Unfortunately, experience suggests that Habeeb’s skepticism is amply justified:
… businesses are fleeing New Jersey for the same reason so many residents are fleeing: the high cost of doing business there. Indeed, New Jersey ranked 50th, dead last, in the Tax Foundation’s 2015 State Tax Business Climate Index.
It’s a vicious cycle, and stopping it is no small task. The country watched in disbelief as one of our great American cities, Detroit, created over a million refugees over five decades, as its population fell from a peak of nearly 1,700,000 in 1960 to its current 680,000. It spent, mismanaged, and shrank itself into bankruptcy. How states, cities, and nations treat capital — the human kind and the money kind — matters. How leaders think about capital matters too. The ability to manage, nurture, and preserve it, and to grow a healthy tax base (not destroy it), is what will separate winners from losers.
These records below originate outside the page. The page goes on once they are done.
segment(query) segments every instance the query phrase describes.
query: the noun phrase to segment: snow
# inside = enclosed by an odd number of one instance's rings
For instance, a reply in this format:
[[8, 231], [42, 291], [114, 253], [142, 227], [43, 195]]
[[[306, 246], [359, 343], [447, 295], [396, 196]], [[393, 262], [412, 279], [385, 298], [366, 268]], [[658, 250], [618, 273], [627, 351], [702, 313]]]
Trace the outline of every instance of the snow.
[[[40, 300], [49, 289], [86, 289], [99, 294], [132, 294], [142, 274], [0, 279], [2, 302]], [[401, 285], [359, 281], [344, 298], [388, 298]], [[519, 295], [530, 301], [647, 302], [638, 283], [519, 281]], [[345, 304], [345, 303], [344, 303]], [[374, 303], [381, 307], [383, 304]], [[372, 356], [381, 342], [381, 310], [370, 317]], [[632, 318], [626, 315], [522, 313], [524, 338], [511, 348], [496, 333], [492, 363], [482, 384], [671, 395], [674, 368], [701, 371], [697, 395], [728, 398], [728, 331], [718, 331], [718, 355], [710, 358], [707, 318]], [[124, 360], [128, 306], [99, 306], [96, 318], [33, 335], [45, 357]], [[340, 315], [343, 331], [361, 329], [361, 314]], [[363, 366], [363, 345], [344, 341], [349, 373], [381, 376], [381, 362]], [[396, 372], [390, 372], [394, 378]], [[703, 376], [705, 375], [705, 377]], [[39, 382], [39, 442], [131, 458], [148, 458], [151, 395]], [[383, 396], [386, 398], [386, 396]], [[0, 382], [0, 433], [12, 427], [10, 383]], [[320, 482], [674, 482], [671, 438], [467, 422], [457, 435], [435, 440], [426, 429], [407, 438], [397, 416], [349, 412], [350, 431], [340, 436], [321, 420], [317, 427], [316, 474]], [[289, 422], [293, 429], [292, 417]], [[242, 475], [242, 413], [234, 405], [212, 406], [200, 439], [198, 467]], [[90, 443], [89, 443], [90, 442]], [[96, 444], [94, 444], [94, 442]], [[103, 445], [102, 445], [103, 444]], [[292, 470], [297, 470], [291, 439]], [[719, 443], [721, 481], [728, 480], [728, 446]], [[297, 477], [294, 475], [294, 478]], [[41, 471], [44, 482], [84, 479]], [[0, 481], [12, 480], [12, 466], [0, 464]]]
Megan McArdle gives some sense of the challenge when she writes about of the stupidity of rent control policies:
… this has one key advantage for local politicians: People who are not already living in your city cannot vote in local elections. Maybe in 25 years, when rent control has pushed unregulated prices sky-high and your city can’t grow because there’s nowhere to put anyone, this will become a problem for politicians. But those will be some other politicians in charge by then.
So while virtually all economists can agree that rent control is a terrible idea, local politicians may well think it’s splendid.
No development is more threatening to powerful insiders than successful non-insiders, especially those who don’t know the local rules of the game and want to do things just because (gasp!) they make sense.